Non seulement il fait l’économie d’investigations verbales intempestives, voire irrespectueuses de la part d’“écoutants” mais en plus, il exprime ses événements traumatisants en temps et en heure avec l’habileté de celui qui connaît parfaitement son destinataire pour le soulager.

La mémoire s’efface-t-elle un jour ? C’est une des questions auxquelles nous apporterons réponse. Les sentiers battus ne mènent nulle part en psychothérapie. Soyons innovants, ici et dans vos cauchemars, et la vie redeviendra peut-être… un rêve.

Ecoutons celui d’un visiteur.

« J’étais chez mes beaux-parents. Des personnes handicapées mentales pénétraient chez eux et je passais mon temps à leur montrer la porte. Il était impossible de s’en débarrasser. Ils rentraient sans arrêt et je les faisais sortir par une autre porte. Mes beaux-parents me disaient : “Fais ton travail !” Je m’attachais à être ni énervé, ni agressif, calme, mais c’était éreintant. »

Le cauchemar a tellement perturbé notre homme qu’il s’est empressé de le raconter à sa famille, sa belle-famille, quêtant leurs réactions, leurs interprétations, en vain. Tout le monde s’accorde à le trouver incompréhensible et lui y voit la raison de sa fatigue de la journée. A-t-il raison ? J’affirme que non.

Comprendre les cauchemars

Le rêve cauchemardesque est donc la traduction d’événements innommables dans lesquels on se débat. Le cauchemar exprime un malaise personnel étouffant. Cet étouffement sera pour le sujet une mesure expiatoire afin de dépasser son problème et d’en retirer un bénéfice malgré la peur occasionnée.

Le cauchemar a donc pour but, entre autre, de prévenir une somatisation. Chaque rêve, chaque cauchemar, est un scénario qu’il nous faut déchiffrer, comprendre.

Quelles pourraient être les somatisations éventuelles du rêveur ? Il n’est absolument pas handicapé mental, bien au contraire, mais mentalement, il souffre. Il souffre à tel point que cela devient ou pourrait devenir un handicap. Ses humeurs s’en ressentent.

Ces handicapés, qui rentrent sans arrêt, indiquent la nature incessante du tourbillon du flot de ses pensées. Il finit par se noyer, par s’étouffer, par s’engorger dans ses événements. Nous sommes tous peu ou prou à son image. C’est pour cela que je prends son exemple, il n’a rien d’exceptionnel et pourrait concerner chacun d’entre nous.

Cet homme a quarante-sept ans, de charmants enfants et une femme adorable. Sa généraliste, ne sachant plus comment traiter chaque année, à la même époque, sa crise dépressive assortie d’idées suicidaires, flaire des problèmes passés dont il ne veut absolument pas discuter. Elle le sent désormais prêt à le faire. Un proche me recommande auprès de lui. Il aurait très bien pu ne jamais me consulter. La généraliste ajoute : « Il a eu à l’âge de onze ans, un accident de voiture dans lequel sa mère est décédée.»  L’homme revient sur le cauchemar et l’accuse de l’avoir fatigué au point qu’il n’était bon à rien. Ce marasme, apparemment généré par le cauchemar, est celui auquel il se confronte journellement sans s’en rendre compte. A l’instar de chacun d’entre nous, il court ou a couru.
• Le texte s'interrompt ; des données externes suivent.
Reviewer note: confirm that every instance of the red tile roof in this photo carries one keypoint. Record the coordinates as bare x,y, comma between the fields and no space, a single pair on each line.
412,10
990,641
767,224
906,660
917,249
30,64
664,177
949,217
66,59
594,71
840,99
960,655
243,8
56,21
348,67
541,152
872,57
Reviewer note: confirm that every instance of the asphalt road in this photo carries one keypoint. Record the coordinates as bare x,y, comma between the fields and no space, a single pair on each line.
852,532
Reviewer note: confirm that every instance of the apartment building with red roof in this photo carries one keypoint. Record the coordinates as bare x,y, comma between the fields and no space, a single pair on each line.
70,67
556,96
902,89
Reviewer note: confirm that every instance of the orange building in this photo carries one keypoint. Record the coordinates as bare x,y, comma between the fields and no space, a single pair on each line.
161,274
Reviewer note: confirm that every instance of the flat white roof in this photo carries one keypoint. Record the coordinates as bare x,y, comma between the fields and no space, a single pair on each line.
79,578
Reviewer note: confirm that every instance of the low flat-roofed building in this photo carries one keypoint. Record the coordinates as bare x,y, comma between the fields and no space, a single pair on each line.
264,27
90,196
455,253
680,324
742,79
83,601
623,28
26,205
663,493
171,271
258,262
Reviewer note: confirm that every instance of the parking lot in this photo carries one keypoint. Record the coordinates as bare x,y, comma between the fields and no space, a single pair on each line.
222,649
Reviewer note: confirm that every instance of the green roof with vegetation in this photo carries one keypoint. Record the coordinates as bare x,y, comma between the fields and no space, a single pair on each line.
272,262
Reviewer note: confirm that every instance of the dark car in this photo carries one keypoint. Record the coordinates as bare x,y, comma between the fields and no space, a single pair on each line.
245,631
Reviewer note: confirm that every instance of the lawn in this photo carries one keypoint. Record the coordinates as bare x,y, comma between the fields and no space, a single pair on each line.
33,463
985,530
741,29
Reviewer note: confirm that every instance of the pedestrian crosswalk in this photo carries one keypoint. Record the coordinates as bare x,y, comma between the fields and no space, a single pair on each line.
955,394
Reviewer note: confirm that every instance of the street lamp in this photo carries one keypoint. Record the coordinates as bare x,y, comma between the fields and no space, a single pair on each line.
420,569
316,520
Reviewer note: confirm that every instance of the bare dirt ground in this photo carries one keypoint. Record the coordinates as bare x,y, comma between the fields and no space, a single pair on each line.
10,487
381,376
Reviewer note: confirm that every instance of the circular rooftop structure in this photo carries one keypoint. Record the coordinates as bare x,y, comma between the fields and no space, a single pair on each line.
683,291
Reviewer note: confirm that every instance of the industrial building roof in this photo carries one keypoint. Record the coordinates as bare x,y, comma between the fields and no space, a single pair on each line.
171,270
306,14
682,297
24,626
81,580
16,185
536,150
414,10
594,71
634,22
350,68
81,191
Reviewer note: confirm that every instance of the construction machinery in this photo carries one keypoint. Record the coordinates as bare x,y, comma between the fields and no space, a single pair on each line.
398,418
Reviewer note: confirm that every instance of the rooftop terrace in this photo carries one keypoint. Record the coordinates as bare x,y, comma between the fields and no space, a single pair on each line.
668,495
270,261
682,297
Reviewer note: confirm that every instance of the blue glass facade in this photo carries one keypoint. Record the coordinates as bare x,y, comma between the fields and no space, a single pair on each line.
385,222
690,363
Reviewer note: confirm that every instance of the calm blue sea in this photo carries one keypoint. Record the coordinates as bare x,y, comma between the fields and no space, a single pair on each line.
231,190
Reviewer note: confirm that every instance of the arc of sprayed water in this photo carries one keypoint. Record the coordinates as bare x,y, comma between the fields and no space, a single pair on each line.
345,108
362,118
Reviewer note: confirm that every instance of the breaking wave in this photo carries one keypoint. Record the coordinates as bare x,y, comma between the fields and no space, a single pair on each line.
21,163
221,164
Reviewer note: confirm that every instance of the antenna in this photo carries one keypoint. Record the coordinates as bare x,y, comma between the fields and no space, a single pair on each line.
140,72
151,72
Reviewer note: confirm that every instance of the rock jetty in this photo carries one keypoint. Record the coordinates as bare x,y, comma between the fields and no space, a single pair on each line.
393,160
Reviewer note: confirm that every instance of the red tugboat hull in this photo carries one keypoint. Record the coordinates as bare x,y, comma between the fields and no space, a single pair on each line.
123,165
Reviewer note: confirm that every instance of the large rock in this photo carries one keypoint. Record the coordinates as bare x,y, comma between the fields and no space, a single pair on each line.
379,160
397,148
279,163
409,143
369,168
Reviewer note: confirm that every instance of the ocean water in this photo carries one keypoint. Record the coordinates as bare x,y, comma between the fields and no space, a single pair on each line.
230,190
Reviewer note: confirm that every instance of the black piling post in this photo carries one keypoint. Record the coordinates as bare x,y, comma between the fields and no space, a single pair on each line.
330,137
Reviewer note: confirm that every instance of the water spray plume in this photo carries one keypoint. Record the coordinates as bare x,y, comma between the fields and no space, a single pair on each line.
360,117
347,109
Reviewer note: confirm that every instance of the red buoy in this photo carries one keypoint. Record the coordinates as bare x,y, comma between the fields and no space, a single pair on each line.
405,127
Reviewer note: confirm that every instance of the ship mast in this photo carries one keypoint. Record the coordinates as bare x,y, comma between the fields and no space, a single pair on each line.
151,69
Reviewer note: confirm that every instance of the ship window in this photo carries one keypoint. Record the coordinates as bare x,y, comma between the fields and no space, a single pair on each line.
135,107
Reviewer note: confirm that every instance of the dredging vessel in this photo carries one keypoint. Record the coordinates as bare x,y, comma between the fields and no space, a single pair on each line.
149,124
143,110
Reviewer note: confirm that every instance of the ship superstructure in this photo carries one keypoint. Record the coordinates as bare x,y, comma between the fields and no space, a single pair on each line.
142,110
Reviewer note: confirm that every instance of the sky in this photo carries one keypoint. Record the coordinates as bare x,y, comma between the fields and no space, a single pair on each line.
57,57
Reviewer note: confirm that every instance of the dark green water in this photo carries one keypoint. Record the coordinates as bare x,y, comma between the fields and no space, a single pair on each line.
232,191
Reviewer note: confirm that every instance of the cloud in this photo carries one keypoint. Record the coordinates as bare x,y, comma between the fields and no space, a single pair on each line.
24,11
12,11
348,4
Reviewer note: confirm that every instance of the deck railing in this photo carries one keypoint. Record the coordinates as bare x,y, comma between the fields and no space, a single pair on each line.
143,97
Chacun vit et pense bien vivre, donne l’apparence d’être bien tout en étant malheureux. Combien de personnes d’un âge certain courent pour se distraire dansent, chantent, s’oublient pour tenter d’oublier quelque chose. On est en dehors, tout en accompagnant plus ou moins bien son intériorité.

On ne peut pas tout effacer

Chacun, inconsciemment, reproduit l’attitude de sa mère ou de son père, en croyant mieux faire dans le meilleur des cas. Chacun reproduit le mode de culture vu, reçu. Et après, on dira : “C’est génétique !” Hélas ou tant mieux pour nous, l’homme n’est pas un ordinateur dont on efface les mémoires. Et encore ! Un informaticien chevronné sait bien que l’icône « poubelle » ne rime pas aussi aisément avec omission définitive. On ne peut donc jamais gommer mais on peut améliorer.

La connaissance, l’ouverture, nous aident à diminuer le poids de cet héritage, mais on ne le fera jamais disparaître. On peut ajouter, jamais retrancher.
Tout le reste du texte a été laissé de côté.